We mention the fact that our analysis might be of interest for several variations on the problem in Equation (1). Indeed, if we impose different boundary conditions, our procedure can be applied with slight changes. In fact, the resulting stiffness matrices differ from the ones analyzed in the present paper, of a small rank correction matrix. Therefore, they share the same asymptotic spectral properties, which means we only have to take care of possible outliers, affecting the choice of the proper smoother.

By interpreting the analysis given in [18] in our specific block setting, we provide a study of the relevant analytical features of all the involved spectral symbols, both of the stiffness matrices $f_{{}_{{\mathbb{Q}}_k}}$ and of the projection operators $p_{{}_{{\mathbb{Q}}_k}}$, $k=1,2,3$. While the two-grid, V-cycle, and W-cycle procedures show optimal or quasi-optimal convergence rate, with respect to all the relevant parameters (size, dimensionality, polynomial degree k, and diffusion coefficient), the theoretical prescriptions are only partly satisfied. In fact, our choices are in agreement with the mathematical conditions set in Items (A) and (B), while Condition (C) is violated. Here, by quasi-optimal convergence rate, we mean that the convergence speed does not depend on the size (optimality with respect to the this parameter) and it is mildly depending on the other relevant parameters such as dimensionality, polynomial degree k, and diffusion coefficient. By looking at the mathematical derivations in [18], we observe that the latter condition indeed is a technical one.

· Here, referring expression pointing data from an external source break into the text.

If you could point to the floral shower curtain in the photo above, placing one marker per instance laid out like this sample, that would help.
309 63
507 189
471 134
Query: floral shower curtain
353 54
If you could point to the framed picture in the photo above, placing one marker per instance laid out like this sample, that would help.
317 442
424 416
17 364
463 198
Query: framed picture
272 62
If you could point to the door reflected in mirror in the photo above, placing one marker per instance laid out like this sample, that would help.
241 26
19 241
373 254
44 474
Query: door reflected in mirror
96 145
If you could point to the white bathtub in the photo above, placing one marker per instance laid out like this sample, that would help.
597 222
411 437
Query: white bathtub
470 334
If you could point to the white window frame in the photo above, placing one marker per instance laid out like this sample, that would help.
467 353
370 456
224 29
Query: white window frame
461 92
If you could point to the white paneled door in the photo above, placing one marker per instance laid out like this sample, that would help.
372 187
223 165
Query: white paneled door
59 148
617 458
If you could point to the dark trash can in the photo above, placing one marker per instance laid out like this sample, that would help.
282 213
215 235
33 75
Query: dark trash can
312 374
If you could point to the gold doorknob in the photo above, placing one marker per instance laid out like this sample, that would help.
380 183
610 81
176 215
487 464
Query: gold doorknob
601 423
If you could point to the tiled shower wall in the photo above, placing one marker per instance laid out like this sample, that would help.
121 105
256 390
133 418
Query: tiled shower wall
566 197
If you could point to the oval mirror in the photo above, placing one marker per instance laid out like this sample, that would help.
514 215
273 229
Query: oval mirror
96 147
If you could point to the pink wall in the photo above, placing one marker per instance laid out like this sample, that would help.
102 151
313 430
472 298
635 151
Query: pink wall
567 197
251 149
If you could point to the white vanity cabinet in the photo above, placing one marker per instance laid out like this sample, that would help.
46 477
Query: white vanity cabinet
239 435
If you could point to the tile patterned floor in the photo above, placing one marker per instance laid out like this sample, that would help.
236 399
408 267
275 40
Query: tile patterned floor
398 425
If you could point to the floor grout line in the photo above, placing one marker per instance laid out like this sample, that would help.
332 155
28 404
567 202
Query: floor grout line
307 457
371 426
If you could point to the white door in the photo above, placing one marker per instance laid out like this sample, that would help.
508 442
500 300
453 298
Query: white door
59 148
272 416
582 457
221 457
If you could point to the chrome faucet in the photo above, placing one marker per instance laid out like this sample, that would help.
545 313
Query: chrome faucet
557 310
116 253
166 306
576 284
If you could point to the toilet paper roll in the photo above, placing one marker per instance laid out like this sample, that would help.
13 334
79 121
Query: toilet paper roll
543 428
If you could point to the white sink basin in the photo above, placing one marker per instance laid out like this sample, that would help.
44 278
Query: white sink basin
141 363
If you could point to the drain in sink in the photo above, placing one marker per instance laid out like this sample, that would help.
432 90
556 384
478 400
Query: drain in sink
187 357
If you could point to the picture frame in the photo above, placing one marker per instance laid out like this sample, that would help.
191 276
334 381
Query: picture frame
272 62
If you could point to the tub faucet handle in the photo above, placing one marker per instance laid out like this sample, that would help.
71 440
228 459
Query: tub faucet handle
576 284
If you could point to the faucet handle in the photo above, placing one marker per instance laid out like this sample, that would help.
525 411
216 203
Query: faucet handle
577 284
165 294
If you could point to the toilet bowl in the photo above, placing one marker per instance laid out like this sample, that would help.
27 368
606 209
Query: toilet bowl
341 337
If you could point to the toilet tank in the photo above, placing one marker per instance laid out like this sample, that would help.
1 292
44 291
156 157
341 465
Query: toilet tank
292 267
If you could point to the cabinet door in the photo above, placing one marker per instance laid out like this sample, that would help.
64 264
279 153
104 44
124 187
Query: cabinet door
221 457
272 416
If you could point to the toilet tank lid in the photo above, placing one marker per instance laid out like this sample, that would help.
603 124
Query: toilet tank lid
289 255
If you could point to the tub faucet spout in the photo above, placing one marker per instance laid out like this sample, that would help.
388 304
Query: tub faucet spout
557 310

In reality, we believe that Condition (C) is not essential and the commutation request can be substituted by a less restrictive one, possibly following the considerations in Remark 2. Such a point is in our opinion important for widening the generality of the theory and it will be the subject of future investigations.

In conclusion, regarding the computational cost of the proposed algorithm, we highlight that the choice of the optimal smoother from a computational viewpoint is beyond the scope of the present paper. Indeed, in the case where the matrices possess a tensor structure, a further analysis will be performed to devise a more competitive method.